This project studies policy interventions that alleviate the costs of firm market power and income inequality. This research is motivated by the observation that firm profits and concentration in the United States are at their highest levels in history, and income inequality is rising. An important issue is understanding the effects of firm concentration and profitability on wealth and income inequality. Firm market power generates an efficiency-equity trade-off. Production efficiency requires that labor and capital flow towards larger, more profitable firms. This in turn further increases these firms’ profits and largely benefits wealthier individuals, contributing to the wealth inequality. This project examines the effects of this trade-off using granular data and models of market power and inequality.

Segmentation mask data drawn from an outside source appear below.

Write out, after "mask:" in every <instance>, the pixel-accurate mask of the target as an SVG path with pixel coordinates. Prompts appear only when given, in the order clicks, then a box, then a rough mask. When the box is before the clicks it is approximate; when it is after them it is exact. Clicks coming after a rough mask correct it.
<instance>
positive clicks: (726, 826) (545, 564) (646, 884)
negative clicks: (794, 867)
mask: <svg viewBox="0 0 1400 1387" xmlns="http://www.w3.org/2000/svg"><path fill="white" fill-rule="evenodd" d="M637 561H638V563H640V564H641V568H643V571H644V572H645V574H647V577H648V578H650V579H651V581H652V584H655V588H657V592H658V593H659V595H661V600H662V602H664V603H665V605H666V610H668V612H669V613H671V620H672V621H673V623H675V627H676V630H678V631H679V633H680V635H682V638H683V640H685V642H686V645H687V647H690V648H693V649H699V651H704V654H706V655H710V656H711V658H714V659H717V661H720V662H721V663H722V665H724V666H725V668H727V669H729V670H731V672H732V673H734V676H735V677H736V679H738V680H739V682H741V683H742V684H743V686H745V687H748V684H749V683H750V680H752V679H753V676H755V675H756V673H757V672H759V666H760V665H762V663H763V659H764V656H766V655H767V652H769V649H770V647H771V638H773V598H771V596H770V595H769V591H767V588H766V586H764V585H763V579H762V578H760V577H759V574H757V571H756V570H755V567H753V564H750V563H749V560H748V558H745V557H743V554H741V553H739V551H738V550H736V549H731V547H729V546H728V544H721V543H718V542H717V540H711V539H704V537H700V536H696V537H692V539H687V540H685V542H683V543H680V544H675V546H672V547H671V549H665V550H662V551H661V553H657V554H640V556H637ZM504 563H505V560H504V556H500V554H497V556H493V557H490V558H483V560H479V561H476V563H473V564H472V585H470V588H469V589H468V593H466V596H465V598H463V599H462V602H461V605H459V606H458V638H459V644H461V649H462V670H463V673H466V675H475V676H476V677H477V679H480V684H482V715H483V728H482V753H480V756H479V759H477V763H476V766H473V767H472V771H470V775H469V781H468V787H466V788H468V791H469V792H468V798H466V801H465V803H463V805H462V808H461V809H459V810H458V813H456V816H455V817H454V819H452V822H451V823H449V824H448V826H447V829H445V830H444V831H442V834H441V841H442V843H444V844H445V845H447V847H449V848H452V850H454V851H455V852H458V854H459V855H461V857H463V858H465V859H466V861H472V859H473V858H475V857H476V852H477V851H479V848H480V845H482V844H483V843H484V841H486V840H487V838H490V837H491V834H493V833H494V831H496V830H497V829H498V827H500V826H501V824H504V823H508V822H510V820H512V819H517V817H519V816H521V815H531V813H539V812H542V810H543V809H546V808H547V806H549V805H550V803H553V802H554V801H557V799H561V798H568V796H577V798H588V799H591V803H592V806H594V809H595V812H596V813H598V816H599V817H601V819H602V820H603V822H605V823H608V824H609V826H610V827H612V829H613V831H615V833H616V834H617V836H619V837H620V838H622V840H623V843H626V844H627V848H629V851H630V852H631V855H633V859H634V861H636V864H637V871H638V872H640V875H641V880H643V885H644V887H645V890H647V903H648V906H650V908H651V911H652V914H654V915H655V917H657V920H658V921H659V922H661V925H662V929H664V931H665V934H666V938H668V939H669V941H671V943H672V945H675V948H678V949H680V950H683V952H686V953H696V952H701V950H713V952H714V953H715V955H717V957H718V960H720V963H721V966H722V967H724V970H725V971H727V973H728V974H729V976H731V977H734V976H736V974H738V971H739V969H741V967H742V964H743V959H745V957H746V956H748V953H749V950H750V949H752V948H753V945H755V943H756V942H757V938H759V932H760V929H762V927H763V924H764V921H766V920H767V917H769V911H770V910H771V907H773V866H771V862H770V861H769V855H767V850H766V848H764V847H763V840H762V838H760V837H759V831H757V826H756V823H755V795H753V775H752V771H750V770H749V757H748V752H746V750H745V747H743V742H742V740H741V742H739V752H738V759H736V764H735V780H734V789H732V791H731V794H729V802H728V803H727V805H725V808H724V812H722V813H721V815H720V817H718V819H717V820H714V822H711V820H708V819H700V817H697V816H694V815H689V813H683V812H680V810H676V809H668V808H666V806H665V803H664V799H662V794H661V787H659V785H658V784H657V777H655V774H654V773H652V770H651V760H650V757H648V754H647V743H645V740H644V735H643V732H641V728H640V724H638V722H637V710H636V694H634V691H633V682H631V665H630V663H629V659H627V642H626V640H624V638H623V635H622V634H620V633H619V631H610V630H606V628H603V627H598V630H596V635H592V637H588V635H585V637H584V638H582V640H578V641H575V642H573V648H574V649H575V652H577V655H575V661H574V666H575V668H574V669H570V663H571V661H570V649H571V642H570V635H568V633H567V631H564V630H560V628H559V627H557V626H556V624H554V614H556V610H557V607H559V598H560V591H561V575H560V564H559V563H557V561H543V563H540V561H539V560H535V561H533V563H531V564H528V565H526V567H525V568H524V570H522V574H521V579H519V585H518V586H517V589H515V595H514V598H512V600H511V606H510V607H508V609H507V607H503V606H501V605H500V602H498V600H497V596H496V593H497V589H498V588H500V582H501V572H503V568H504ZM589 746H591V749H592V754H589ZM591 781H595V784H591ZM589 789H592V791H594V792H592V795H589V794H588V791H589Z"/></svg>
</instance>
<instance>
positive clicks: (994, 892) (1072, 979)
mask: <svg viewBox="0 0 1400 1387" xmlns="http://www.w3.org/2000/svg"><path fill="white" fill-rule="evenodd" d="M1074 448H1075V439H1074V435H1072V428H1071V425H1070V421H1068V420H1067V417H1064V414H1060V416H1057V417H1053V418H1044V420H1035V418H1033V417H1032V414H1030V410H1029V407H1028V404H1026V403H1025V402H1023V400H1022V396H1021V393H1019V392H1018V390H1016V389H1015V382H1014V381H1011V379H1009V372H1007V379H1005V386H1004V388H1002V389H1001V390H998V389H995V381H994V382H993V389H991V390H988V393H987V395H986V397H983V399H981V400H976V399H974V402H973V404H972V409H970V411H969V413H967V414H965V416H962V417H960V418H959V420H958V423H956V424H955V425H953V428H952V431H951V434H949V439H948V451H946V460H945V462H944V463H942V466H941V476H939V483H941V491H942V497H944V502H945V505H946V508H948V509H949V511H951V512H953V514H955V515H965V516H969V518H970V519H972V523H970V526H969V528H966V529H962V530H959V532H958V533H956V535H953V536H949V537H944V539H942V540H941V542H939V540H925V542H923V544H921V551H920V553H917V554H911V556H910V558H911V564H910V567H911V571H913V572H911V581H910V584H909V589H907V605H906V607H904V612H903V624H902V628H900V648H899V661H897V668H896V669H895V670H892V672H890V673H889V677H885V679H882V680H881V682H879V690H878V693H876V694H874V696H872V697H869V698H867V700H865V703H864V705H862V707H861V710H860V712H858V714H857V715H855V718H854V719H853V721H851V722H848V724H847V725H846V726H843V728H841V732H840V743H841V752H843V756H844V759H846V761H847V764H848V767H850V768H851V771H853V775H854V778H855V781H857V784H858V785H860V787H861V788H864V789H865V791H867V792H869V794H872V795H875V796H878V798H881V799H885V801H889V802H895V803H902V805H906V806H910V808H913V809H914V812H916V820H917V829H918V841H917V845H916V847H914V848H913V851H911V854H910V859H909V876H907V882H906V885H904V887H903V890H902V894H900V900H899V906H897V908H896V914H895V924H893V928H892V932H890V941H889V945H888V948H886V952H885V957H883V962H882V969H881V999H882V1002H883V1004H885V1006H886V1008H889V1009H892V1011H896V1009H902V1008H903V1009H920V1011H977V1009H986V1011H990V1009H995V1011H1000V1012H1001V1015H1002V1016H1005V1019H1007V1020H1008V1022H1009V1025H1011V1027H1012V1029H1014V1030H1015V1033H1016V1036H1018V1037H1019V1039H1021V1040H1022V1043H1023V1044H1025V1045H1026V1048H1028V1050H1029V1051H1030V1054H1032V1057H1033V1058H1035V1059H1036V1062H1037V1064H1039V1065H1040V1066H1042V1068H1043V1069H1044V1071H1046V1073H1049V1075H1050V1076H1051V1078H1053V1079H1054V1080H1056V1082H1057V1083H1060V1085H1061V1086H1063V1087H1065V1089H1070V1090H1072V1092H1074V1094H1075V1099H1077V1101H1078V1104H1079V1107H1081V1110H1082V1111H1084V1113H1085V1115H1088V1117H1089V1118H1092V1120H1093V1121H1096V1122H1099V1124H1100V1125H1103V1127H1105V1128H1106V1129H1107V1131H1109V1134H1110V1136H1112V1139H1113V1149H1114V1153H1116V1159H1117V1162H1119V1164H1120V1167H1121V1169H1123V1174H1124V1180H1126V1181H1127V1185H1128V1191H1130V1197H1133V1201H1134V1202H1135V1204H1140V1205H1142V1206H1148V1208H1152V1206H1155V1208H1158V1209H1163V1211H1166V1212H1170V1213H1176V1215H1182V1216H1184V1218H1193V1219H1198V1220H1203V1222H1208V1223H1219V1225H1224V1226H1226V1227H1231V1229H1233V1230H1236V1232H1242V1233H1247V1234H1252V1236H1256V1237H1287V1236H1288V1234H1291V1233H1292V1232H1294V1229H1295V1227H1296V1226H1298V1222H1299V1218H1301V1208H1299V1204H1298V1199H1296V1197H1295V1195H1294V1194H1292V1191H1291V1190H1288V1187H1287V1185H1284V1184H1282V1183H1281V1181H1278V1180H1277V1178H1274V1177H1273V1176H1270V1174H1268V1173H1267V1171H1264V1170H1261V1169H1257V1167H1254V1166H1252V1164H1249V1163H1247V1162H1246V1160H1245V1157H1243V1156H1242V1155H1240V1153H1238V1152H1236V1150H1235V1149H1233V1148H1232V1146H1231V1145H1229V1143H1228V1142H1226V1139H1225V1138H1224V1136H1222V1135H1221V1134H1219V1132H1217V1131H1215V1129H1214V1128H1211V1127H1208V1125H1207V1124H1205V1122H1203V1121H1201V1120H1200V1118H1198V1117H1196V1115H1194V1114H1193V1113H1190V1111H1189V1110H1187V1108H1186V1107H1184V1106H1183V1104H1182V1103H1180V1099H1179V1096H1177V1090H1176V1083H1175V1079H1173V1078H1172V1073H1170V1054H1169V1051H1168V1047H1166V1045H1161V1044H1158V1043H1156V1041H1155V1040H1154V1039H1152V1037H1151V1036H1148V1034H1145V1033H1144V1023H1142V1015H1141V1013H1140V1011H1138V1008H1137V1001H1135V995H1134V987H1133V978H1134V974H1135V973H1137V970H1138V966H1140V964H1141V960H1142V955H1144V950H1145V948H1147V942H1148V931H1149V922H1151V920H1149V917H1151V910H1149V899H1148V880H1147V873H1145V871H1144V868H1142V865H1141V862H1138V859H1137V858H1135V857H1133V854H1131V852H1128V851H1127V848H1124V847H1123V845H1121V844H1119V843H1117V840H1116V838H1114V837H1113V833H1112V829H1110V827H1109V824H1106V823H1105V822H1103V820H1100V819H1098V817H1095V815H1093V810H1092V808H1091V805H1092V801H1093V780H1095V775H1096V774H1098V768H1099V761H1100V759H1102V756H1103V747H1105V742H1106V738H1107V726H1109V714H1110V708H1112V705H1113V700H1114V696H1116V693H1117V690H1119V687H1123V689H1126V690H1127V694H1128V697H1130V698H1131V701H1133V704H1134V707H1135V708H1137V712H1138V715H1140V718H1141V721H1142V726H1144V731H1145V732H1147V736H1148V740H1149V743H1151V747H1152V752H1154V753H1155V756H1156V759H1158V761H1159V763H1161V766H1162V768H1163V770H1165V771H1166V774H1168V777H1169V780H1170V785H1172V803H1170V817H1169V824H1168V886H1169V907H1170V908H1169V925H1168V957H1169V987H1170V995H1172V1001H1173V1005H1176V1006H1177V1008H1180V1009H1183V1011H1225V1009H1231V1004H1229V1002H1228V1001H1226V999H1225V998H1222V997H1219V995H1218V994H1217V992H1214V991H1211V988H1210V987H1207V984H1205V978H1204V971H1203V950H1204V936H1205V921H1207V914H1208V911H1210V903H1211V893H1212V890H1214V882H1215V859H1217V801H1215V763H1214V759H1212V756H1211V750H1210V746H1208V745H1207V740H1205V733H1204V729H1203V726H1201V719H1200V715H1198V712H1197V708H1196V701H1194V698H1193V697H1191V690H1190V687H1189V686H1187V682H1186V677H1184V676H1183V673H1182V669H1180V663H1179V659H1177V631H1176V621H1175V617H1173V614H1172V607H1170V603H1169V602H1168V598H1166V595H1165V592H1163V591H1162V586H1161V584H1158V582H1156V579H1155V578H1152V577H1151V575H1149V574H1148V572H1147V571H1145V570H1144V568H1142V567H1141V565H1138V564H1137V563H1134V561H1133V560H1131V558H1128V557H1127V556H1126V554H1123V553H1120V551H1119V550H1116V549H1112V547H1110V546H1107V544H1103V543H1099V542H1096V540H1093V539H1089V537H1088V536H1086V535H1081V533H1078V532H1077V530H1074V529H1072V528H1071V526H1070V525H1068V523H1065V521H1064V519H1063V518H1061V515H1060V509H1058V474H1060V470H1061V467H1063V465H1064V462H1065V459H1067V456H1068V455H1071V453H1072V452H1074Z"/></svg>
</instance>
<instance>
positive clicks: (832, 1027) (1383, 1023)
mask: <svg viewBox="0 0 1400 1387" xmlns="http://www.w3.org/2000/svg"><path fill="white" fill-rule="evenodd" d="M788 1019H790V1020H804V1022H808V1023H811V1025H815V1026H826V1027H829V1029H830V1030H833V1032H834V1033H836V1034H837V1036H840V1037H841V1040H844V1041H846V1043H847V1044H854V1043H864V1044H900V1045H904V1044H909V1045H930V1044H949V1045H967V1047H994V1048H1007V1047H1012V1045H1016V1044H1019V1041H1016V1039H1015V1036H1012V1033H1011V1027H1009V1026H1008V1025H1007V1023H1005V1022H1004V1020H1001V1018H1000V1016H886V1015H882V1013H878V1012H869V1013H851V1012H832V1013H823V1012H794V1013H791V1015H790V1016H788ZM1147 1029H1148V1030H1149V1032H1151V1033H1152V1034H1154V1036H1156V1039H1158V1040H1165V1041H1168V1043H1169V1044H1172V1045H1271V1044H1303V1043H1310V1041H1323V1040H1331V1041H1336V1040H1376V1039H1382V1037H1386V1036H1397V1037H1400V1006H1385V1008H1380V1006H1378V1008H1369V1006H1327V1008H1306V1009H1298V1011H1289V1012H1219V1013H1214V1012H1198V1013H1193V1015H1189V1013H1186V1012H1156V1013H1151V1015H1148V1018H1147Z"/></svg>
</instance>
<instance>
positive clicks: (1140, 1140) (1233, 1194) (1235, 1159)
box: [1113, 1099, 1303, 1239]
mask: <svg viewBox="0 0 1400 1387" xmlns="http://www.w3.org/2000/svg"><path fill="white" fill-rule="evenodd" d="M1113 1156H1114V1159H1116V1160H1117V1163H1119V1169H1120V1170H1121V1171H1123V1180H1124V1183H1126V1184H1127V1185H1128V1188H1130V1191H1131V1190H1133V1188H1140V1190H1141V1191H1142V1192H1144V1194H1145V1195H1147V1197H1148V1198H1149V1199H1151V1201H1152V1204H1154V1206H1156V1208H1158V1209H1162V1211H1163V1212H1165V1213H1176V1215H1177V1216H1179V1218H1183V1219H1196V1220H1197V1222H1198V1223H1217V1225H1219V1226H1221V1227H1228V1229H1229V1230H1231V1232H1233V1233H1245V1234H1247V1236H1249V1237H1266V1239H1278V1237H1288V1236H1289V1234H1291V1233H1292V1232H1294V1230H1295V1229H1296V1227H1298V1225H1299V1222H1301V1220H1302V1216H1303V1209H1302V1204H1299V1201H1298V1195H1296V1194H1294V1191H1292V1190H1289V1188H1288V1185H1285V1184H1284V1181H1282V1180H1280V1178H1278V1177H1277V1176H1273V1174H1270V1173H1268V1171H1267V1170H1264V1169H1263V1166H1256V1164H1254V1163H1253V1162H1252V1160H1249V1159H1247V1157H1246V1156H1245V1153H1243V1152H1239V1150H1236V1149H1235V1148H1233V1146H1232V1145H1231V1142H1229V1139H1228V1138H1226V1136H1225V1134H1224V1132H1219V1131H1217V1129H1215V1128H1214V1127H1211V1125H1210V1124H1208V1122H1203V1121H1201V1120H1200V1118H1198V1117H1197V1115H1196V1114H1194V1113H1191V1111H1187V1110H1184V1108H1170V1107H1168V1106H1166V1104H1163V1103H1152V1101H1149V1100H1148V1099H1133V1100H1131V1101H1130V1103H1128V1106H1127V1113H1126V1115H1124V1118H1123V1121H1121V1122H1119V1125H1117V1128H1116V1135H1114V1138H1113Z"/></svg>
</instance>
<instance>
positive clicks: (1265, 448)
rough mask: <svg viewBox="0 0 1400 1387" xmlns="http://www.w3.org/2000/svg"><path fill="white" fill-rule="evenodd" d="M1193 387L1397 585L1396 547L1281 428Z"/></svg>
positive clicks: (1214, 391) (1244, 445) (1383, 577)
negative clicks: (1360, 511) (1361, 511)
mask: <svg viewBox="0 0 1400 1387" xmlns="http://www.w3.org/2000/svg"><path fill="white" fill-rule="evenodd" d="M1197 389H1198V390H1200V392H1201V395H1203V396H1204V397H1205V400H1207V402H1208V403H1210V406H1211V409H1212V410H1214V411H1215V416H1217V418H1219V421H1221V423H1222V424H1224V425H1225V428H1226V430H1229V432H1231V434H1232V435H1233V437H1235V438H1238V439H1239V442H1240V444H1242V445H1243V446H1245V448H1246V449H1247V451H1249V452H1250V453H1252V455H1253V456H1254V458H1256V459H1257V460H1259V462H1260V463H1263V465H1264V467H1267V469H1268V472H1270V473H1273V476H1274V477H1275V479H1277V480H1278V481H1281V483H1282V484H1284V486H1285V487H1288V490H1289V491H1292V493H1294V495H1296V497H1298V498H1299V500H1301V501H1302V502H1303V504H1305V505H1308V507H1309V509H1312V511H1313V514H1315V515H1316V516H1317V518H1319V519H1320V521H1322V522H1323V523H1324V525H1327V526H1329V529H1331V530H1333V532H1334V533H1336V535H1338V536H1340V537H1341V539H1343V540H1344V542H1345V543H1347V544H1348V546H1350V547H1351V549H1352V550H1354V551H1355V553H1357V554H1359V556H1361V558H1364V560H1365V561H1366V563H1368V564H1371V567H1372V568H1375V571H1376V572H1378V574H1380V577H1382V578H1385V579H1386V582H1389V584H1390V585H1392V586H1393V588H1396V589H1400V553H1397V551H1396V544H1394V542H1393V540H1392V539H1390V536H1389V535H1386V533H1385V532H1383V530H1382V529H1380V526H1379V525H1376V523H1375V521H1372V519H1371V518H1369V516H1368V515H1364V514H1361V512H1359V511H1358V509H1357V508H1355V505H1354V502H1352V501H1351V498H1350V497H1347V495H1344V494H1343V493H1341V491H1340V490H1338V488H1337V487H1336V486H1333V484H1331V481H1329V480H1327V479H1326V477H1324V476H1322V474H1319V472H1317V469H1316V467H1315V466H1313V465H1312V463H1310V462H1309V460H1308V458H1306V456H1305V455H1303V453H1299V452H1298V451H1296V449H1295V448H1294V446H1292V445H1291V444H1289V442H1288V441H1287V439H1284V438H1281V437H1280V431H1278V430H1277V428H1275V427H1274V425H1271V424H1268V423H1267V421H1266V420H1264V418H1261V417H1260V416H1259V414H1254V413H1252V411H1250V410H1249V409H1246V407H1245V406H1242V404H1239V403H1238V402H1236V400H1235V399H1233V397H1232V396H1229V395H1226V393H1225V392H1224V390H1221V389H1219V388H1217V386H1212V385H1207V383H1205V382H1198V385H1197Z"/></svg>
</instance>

Specifically, this project evaluates the consequences of product market interventions such as sales subsidies and taxes, limits on firm size and markups, anti-trust enforcement, as well as profit and income taxes aimed at reducing the distributional costs of markups. The project employs a dynamic general equilibrium model parameterized to reproduce salient facts about U.S. wealth and income inequality, as well as markups and product market concentration. The research considers a variety of market structures, including monopolistic and oligopolistic competition between heterogeneous private businesses and corporate firms in the product market, as well as monopsony power in the input market.
This award reflects NSF's statutory mission and has been deemed worthy of support through evaluation using the Foundation's intellectual merit and broader impacts review criteria.